É no Seival, também, que a Miolo engatinha na produção de azeite, com uma plantação experimental de apenas 5ha, que tivemos oportunidade de visitar. Os resultados, no entanto, têm sido excelentes e tudo indica que, em breve, os investimentos crescerão e teremos azeites brasileiros em nosso mercado.
Em parceria com o locutor mais famoso do Brasil, Galvão Bueno, a Miolo administra e vinifica os vinhos da Bellavista Estate, localizada há poucos quilômetros da Seival Estate, no município de Candiota. Seus dois vinhos - assinados por ninguém menos do que Michel Rolland - são o espumante Bueno Cuvée Prestige e o Bueno Paralelo 31, corte de Cabernet, Merlot e Petit Verdot.
Os novos planos da empresa são o lançamento de dois varietais: um Sauvignon Blanc e um Pinot Noir.

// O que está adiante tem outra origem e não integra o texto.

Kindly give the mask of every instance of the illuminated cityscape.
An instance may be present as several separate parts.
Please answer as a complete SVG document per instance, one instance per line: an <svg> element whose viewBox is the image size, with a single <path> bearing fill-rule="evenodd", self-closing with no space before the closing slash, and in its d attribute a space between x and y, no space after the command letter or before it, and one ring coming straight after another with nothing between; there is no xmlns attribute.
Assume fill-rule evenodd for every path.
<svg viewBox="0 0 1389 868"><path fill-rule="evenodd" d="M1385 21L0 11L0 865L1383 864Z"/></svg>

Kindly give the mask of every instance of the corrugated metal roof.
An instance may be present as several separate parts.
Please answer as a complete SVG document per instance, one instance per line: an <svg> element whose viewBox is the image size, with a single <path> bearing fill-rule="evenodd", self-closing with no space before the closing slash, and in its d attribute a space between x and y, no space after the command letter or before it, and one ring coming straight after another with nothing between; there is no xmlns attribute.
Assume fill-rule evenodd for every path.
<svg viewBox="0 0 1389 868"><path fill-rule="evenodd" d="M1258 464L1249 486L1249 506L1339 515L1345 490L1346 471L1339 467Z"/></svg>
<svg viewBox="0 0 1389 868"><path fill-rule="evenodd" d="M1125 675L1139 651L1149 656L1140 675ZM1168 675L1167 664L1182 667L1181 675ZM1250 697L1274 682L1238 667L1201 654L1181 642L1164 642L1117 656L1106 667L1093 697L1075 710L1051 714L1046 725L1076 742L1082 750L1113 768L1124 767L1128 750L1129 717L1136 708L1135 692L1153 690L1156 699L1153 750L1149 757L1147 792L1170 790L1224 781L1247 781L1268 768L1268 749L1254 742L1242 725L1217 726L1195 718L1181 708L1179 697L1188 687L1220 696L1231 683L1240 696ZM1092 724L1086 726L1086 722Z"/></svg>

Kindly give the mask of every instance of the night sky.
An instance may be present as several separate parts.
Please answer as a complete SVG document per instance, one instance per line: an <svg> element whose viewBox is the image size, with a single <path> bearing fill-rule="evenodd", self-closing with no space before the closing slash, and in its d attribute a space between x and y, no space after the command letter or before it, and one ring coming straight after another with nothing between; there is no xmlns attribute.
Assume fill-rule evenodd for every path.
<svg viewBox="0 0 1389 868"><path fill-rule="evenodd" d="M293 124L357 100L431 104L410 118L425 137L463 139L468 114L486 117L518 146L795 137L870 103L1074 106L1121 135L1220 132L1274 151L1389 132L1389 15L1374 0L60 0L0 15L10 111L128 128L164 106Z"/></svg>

A instalação da Vinícola Almadén na Campanha Gaúcha, na década de 1970, foi um marco na vitivinicultura rio-grandense. Pioneira na região, a empresa tornou-se a líder de mercado de vinhos finos no Brasil na década de 1980. Mais adiante, a empresa foi comprada pela Seagram que por sua vez, foi adquirida pela Pernod Ricard.
Para nós, brasileiros, acostumados a ver nosso patrimônio industrial, pouco a pouco, ser transferido para empresas estrangeiras, foi como uma lavagem na alma, quando a Miolo comprou a Almadén da Pernot Ricard, invertendo a lógica que tanto nos desfigura. Das suas gigantescas instalações, a nova proprietária teve apenas de modernizar os métodos de produção da Almadén e em pouco tempo deu uma repaginada na marca e um vigoroso aumento de qualidade em seus vinhos.

A empresa aposta no segmento dos vinhos jovens, fáceis e frutados que conseguem atrair novos consumidores. Pela qualidade de seus vinhos, os preços são imbatíveis, sendo vendidos a risíveis 13 reais a garrafa. Sua linha de varietais apresenta 3 tintos (Cabernet, Merlot e Tannat), 3 brancos (Sauvignon, Chardonnay, Riesling - para minha surpresa, Renano!) e um rosé (Cabernet). Afora isso, ainda há a linha de espumantes e frisantes. Com um total de 530ha plantados, a produção atual é de mais de 4 milhões de litros ao ano!
Aproveitando as vinhas antigas existentes na propriedade, de mais de 35 anos, e fugindo um pouco do segmento da empresa, a Almadén lançará na próxima Expovinis, um Vinhas Velhas Tannat, que tivemos a oportunidade de provar e aprovar. E dando continuidade a essa estratégia, o próximo projeto da linha Vinhas Velhas será um Riesling Renano, que ainda nem provei e já estou gostando...
A região da Campanha está investindo fortemente para se preparar para o enoturismo. No entanto, uma das formações geológicas mais surpreendentes de nosso país, o belíssimo Cerro Palomas, nossa Table Mountain, foi tomado de assalto pelas companhias telefônicas que, descaradamente, instalaram enormes antenas de celulares em seu cimo achatado, num crime ambiental inominável. Onde estão a prefeitura de Santana do Livramento, o governo do Rio Grande do Sul e o Governo Federal que fazem de conta que nada está acontecendo por lá?